Un électrochoc positif pour tout boucler et aller vers les élections
Quand on interroge les analystes allemands qui d’après eux est le mieux positionné pour prendre en charge cette ultime étape de bouclage et d’organisation des élections, ils estiment, dans une large majorité que la formation immédiate d’un gouvernement indépendant est capable de produire l’électrochoc positif général et de donner le signal de départ de la dernière ligne droite. Mais le plus urgent à leurs yeux est de protéger l’étape qui nous sépare des élections contre tous les risques à même de tout compromettre.
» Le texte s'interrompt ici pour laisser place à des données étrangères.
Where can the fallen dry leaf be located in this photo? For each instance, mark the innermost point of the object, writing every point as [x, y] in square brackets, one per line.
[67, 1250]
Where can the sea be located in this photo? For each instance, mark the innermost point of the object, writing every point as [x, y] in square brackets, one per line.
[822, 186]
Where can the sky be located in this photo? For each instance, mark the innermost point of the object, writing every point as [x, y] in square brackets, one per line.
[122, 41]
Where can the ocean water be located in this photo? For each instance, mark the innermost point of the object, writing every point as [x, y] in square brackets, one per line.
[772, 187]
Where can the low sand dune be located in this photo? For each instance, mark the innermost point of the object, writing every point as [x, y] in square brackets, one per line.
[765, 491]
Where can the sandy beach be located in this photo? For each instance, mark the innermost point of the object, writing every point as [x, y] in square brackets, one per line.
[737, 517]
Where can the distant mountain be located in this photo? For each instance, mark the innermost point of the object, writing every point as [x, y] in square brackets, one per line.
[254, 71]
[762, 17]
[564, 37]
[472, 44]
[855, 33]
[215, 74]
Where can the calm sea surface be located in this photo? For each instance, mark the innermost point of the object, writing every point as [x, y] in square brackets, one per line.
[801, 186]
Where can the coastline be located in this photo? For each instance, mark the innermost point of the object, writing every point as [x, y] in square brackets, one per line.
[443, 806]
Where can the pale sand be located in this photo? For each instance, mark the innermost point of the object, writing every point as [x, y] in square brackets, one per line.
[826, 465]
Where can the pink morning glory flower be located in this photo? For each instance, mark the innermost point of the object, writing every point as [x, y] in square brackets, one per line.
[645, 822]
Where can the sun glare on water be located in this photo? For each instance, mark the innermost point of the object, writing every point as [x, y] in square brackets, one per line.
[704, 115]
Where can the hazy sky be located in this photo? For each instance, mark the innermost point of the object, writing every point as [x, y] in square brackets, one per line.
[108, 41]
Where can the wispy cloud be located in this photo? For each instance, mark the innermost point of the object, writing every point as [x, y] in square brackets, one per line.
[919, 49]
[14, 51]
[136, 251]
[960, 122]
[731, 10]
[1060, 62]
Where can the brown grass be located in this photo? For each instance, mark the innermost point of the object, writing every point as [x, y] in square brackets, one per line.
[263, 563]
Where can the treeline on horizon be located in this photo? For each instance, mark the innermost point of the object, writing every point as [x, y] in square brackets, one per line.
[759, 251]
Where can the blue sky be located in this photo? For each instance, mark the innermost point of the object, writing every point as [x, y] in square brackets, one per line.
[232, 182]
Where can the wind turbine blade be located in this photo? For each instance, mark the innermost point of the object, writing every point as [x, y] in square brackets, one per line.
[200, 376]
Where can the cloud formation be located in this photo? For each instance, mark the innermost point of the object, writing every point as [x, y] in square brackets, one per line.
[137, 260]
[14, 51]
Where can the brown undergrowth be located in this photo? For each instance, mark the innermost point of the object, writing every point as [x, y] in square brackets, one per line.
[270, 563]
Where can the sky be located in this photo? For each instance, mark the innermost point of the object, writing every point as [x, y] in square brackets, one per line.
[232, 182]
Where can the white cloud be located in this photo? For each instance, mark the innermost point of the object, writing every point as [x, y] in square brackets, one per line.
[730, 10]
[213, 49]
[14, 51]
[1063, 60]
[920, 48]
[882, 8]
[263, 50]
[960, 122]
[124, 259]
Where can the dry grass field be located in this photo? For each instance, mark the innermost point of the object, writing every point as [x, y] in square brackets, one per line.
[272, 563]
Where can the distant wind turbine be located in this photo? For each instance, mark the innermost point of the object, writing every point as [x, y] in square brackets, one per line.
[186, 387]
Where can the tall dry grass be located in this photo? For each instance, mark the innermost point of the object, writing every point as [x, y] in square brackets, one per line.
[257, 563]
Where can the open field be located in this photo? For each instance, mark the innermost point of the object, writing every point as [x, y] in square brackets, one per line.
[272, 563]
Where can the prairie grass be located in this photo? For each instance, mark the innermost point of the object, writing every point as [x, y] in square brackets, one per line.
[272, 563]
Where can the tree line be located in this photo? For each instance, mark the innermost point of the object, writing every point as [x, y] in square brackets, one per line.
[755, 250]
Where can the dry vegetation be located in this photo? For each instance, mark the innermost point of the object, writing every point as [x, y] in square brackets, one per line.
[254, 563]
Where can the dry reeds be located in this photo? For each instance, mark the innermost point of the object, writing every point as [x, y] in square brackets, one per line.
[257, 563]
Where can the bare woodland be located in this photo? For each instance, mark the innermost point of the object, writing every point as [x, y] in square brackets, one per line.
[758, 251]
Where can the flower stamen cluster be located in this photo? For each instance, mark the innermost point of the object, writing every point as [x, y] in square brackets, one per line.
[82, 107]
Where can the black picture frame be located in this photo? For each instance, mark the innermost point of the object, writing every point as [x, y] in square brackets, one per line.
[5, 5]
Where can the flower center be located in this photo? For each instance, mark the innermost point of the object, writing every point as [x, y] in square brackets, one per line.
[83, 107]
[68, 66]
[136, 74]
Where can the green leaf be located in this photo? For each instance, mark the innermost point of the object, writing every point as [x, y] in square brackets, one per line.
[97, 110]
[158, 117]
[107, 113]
Les analystes allemands interrogés par Leaders rencontrent la même lecture de la situation en Tunisie que font nombre de leurs pairs internationaux. Ils placent en effet le risque sécuritaire et l’aggravation de la situation sociale avec les débrayages et revendications généralisées qu’elle peut déclencher au premier rang des graves menaces qui pèsent sur le pays.
Comment blinder le processus ?
Pour les aspects sécuritaires et tout en notant l’efficience croissante des dispositifs militaires et ceux de la Police, de la Garde Nationale et des Douanes, ainsi que le renforcement de la coopération régionale et internationale en la matière, ils considèrent que la fragmentation des groupes jihadistes et l’activation de leurs réseaux dormants accroît les risques.
Quant à la situation sociale, l’aggravation du chômage avec l’afflux dès cet été de dizaines de milliers nouveaux diplômés, le tarissement des différentes sources de revenu, l’érosion du pouvoir d’achat éprouvé par les dépenses du ramadhan, de l’été et bientôt de la rentrée scolaire et les annonces de fermeture de grandes entreprises étrangères (Jal Groupe, Continental, etc.), en plus d’un sentiment général de frustration et de désenchantement, cultivent un climat de tension sans cesse croissante qui risque de s’attiser davantage à la rentrée.
Témoignant de son appui constant au processus de transition démocratique en Tunisie, l’Allemagne aura certainement à explorer, à travers la visite du chef de sa diplomatie toutes ces questions. Ne serait-ce que lors de la partie publique des entretiens qu’il aura à cette occasion. Mais dès que les portes se ferment pour laisser le tête-à-tête favoriser des échanges plus profonds, personne ne peut prédire ce qui sera dit, d’un côté et de l’autre, même si l’Allemagne tiendra un même discours pour tous.